Thanks to the work of oceanic gyres, all the plastic waste we throw into the sea (between 4.8 and 12.7 million tons annually) does not float about with an equal distribution. Instead, powerful currents suck it all together, creating what are informally known as ‘the world’s largest rubbish dumps’ – enormous great piles of waste (predominantly plastic) found floating around in the centre of the world’s main oceans.
But how big exactly are these dumps? That was the answer that researchers at The Ocean Cleanup – an enterprise famously founded in 2013 by Boyan Slat when he was just a teenager (see video below) – wished to answer. Their aim is to clean up the ‘Great Pacific Garbage Patch’ – an enormous gyre of waste floating across the North Pacific between Hawaii and California, by ‘designing a network of extremely long floating barriers that will remain stationary in the water, enabling the ocean to concentrate the plastic using its own currents.’
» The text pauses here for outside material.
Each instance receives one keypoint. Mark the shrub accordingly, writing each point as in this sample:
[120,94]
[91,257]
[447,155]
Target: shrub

With this in mind, they recently undertook an ‘Aerial Expedition’, a series of low-speed, low-altitude flights across the patch to get a more accurate sense of how large it really is.
‘The reason [we] started the initiative of the Aerial Expedition,’ explains Joost Dubois, a spokesperson for The Ocean Cleanup, ‘is because our experience of the Mega Expedition, where we mainly carried out surface-based surveying of the area [using 30 vessels in August 2015], came to the conclusion that we probably underestimated the presence of large debris. To come to a statistically relevant estimate, we needed to expand the surface area surveyed, which could only be done from a plane.’
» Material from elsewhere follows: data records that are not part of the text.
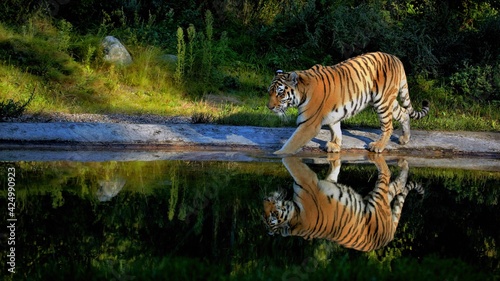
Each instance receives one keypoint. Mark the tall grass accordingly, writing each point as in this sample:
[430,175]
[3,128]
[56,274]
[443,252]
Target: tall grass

Using ‘expert spotters and an experimental array of plastic scanning equipment’ aboard a modified C-130 Hercules aircraft, the survey was capable of registering plastic of 50cm diameter and larger, with over 1,000 items counted during a two-and-a-half-hour flight. The expedition is claimed to be the first-ever reconnaissance flight over the patch. While final results are yet to be published, the survey – which covered an estimated 300 square miles (777km2) – enforced the conclusions formed during the previous ‘Mega Expedition’ that the patch is significantly larger than previously believed. Establishing a firm number for the total mass of plastic trash in the Great Pacific Garbage Patch is essential to the success of this immensely large-scale project, scheduled for full deployment in 2020. It’s a project Dubois describes as ‘the largest cleanup in history’.
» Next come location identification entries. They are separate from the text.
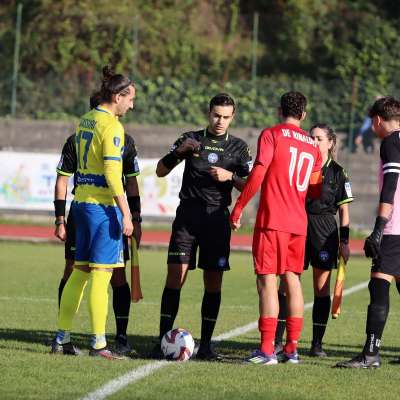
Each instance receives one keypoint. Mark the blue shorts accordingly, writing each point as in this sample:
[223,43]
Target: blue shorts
[99,236]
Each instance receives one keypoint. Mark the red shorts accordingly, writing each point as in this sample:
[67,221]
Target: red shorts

‘We do our ocean plastic research – of which the Aerial Expedition is a part – in order to know what we are up against in the cleanup,’ he continues. ‘How much plastic is there, where [it is] and how it is moving through the gyre, at what depths in the water, how big are the parts, and what is the chemical consistence of the materials – all these are very relevant for us to decide on dimension, locations and logistics of the final cleanup.’